The A$1,000,000 grant, part of the ARC Linkage Infrastructure, Equipment and Facilities (LIEF) scheme, announced today by the Minister for Education and Training, Senator the Hon Simon Birmingham, will double the number of telescope antennas to 256 and quadruple the footprint of the MWA to 28 square kilometres.

Professor Steven Tingay, Director of the MWA at Curtin University, said the upgrades would make the telescope ten times more powerful in its exploration of the evolution of the Universe.

“By increasing the number of telescope antennas and the surface area of the MWA, the telescope will strengthen tenfold, like a weightlifter capable of lifting 100kg suddenly being able to lift 1000kg,” Professor Tingay said.

Professor Tingay described the MWA as a ‘time machine’ designed to look back in time more than 12 billion years, to watch the formation of the first stars and galaxies in the Universe, less than one billion years after the Big Bang.

“The MWA has been operating for almost three years and has collected over seven petabytes of data already, the equivalent of almost half a million High Definition movies,” he said.

“With the upgrade that this grant provides, we will able to collect even more and better data, helping to advance our understanding of the last unstudied phase of cosmic evolution.”
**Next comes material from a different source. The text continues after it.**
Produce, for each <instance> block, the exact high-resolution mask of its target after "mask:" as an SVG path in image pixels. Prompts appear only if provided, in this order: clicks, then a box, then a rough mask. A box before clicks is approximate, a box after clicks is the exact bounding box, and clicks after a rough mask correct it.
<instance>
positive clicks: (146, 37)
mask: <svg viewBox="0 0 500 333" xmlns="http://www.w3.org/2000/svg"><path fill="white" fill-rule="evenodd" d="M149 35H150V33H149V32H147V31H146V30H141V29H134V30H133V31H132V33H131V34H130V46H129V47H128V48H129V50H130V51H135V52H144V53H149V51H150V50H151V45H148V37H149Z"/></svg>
An international consortium of 15 organisations from Australia, USA, India, and New Zealand built and operate the MWA, led by Curtin University.

As a result of the new funding, two new organisations will be added to the MWA consortium; The University of Western Sydney and the University of Toronto, Canada, increasing the MWA’s national and international reach.

The MWA is one of three official precursor telescopes for the much larger, billion-dollar scale Square Kilometre Array (SKA) and is the only SKA precursor to be fully operational for science.  Half of the SKA will be built at the same site as the MWA, the CSIRO’s Murchison Radio-astronomy Observatory, over the next decade.

Key science, engineering, and computing developments for the SKA are being tested and verified by the MWA, providing critical expertise to the SKA project. This includes working closely with key national initiatives such as the Pawsey Supercomputing Centre.

In the last two years, more than 70 scientific publications have been developed from MWA data.   The MWA team also recently won a prestigious award for the telescope’s scientific impact from Thomson Reuters.